An open API service indexing awesome lists of open source software.

https://github.com/yandexdataschool/datapopularity

Storage optimization for LHCb experiment.
https://github.com/yandexdataschool/datapopularity

Last synced: 2 months ago
JSON representation

Storage optimization for LHCb experiment.

Awesome Lists containing this project

README

        

# DataPopularity

## Introduction
The LHCb collaboration is one of the four major experiments at the Large Hadron Collider at CERN. The detector, as well as the Monte Carlo simulations of physics events, create PBs of data every year. The data needs to be distributed to multiple locations to be available for thousands researchers around the world. For this the LHCb data grid is used.

The LHCb data grid has a Tier-1 center at CERN and six aditional regional Tier-1 and 14 Tier-2 centers around the world. The Tier-1s are the most important because they are responsible for all the production-processing phases associated with the real data. The Tier-1s are used for reconstruction, stripping and user analysis. The center at CERN is also used for generating RAW data. The Tier-2s are used for Monte-Carlo production which is then uploaded to the Tier-1s.

Each Tier-1 has CPUs, disk and tape storages. The tapes are used for archiving the data. The disks keep data which is currently used in user analysis. To meet the needs for scalability, fast access and user collaboration, each dataset has several replicas distributed over the Tier-1s. This provides faster access to datasets for users and the preservation of a network bandwidth because replicas can be placed close to centers where users need them. But creation of replicas is bound by the availability of storage within centers.

In this study we determine for which datasets number of replicas can be decreased or increased, which datasets likely will not be used in ruture and can be removed from disks.

![LHCb Tier-1s grid](pic/data_grid.png)

## Method description

### General concept

Using log files we predict probabilities that the datasets will be accessed in long-term future (6 months (default), 1 year) using machine learning algorithms. Moreover, time series analysis algorithms are used to predict the datasests number of accesses in short-term future (1 week, 1 month, 1 quarter (default)). Based on the probabilities and the the predicted number of accesses we determine which datasets number of replicas should be increased or decreased first and which datasets can be removed from disk.

![Method](pic/method.png)

### Long-term prediction

Each dataset was described by the following features: recency, reuse distance, time of the first access, creation time, access frequency, type, extention and size. The reuse distance is the difference between the last access and the second last access. We use these features and the datasets access history to train the classifier. Then, the trained classifier is used to predict probabilities that the datasets will be accessed in long-term future.

### Short-term forecast

Using the datasets access history and time series analysis to predict number of accesses for the next period of time. In this study we use the Brown model of exponential smoothing.

### Replication strategy

The proposed replication strategy is based on the following key points: the datasets with low (<=0.01) probabilities to be accessed in long-term future can be removed from disks; decrease number of replicas for the datasets with low predicted number of accesses and which have a lot of replicas first; increase number of replicas for the datasets with hight predicted number of accesses and which have a few replicas first. For each dataset we calculate metric value: predicted_number_of_accesses / number_of_replicas. Then, number of replicas decreased/increased by 1 for the dataset with the lowest/highest metric value first.

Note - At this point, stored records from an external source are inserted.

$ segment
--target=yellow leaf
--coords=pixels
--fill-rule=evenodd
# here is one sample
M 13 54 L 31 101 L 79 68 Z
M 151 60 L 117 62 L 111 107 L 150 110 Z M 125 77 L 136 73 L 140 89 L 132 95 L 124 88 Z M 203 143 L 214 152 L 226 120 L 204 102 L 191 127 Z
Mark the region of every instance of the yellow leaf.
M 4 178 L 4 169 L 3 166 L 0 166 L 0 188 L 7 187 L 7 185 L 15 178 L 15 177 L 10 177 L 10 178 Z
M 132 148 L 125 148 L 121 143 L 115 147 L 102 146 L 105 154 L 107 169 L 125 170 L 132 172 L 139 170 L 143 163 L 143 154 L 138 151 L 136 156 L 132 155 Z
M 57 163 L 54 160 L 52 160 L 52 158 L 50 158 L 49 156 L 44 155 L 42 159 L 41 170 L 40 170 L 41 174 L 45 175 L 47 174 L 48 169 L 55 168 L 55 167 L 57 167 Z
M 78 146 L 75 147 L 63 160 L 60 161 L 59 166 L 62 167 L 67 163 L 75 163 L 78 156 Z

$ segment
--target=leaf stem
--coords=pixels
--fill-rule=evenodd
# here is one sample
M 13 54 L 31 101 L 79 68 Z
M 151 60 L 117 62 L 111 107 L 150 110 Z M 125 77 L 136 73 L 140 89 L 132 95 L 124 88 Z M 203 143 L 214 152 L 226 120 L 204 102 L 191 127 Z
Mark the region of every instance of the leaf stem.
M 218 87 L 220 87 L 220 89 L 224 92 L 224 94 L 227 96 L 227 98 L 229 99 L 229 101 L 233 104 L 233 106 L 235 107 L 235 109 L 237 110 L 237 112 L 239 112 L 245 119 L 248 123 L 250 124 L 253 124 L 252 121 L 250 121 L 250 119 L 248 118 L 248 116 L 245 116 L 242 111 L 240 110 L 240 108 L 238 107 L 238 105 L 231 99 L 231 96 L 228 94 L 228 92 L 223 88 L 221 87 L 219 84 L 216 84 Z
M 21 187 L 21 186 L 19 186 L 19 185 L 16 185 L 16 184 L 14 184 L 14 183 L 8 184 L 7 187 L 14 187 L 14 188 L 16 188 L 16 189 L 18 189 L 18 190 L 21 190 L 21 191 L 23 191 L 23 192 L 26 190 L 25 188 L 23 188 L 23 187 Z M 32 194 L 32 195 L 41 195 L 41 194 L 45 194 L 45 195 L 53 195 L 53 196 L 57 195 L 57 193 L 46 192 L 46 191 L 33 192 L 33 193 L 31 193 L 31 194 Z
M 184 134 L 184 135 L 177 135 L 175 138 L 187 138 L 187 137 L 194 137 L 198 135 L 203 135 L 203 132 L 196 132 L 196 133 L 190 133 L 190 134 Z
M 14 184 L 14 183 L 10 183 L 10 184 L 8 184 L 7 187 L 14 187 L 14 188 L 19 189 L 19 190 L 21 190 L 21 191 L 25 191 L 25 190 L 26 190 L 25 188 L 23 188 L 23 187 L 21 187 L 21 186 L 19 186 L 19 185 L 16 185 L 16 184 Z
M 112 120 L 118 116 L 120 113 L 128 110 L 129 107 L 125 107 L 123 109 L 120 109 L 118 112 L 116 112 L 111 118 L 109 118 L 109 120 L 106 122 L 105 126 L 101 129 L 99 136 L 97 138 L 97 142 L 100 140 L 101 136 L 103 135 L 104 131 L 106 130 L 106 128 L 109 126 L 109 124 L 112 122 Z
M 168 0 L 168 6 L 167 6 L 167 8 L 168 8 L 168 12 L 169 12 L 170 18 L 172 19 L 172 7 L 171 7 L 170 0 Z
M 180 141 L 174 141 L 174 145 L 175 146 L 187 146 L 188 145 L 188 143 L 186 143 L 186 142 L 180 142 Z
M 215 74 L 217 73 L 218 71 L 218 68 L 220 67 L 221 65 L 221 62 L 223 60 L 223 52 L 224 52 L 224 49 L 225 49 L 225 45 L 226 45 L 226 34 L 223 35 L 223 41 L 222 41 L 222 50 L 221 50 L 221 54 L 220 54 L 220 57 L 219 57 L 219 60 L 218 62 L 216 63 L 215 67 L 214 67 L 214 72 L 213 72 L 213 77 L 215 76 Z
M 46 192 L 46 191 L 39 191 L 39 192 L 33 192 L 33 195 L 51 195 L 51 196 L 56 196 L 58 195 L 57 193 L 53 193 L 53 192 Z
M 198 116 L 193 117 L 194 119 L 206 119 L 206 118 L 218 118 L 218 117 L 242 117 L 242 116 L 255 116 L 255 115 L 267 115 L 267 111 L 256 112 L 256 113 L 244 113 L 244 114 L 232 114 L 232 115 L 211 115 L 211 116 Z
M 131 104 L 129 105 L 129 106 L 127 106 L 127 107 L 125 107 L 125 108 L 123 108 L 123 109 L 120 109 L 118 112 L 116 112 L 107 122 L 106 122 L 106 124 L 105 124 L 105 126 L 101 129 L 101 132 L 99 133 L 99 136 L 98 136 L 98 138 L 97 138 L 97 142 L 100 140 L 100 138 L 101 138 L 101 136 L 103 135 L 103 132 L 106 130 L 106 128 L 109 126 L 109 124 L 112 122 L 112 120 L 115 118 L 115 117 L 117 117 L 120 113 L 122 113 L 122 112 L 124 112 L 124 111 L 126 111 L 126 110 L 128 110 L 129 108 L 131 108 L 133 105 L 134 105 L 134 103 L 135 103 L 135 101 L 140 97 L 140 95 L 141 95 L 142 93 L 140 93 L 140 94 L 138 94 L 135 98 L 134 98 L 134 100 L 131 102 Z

Increasing/decreasing number of replicas and removing the datasets can be done separately depending on how much free disk space you have or how much space you want to save.

### Report

The our method generates three reports which are contain recommendation of which datasets number of replicas can be decreased to save N Tb or increased to fill N Tb, which datasets likely will not be used in ruture and can be removed from disks to save N Tb.

## Installation

### Datapop

Datapop is the python library.

Create new directory and clone this repository to the directory. For that type in you terminal:
```
mkdir working_dir
cd working_dir
git clone https://github.com/yandexdataschool/DataPopularity
```

Go to the datapop directory:
```
cd DataPopularity/datapop
pip install .
```

#### Requirements:

```
numpy==1.9.2
scipy==0.15.1
pandas==0.14.0
scikit-learn==0.17
```

### Datapopserv

Datapopserv is the web-service for the datapop library.

Create new directory and clone this repository to the directory. For that type in you terminal:
```
mkdir working_dir
cd working_dir
git clone https://github.com/yandexdataschool/DataPopularity
```

Go to the datapopserv directory:
```
cd DataPopularity/datapopserv
pip install .
```

To run the service on host http://0.0.0.0:5000/:
```
export WORKING_DIR='/path/to/your/service_working_dir'
cd datapopserv
python app.py
```

#### Requirements:

```
flask >= 0.10.1
flask-restful == 0.3.2
datapop == 3.0.0
```

## Documentation

Look at [howto](/howto) ipython notebooks.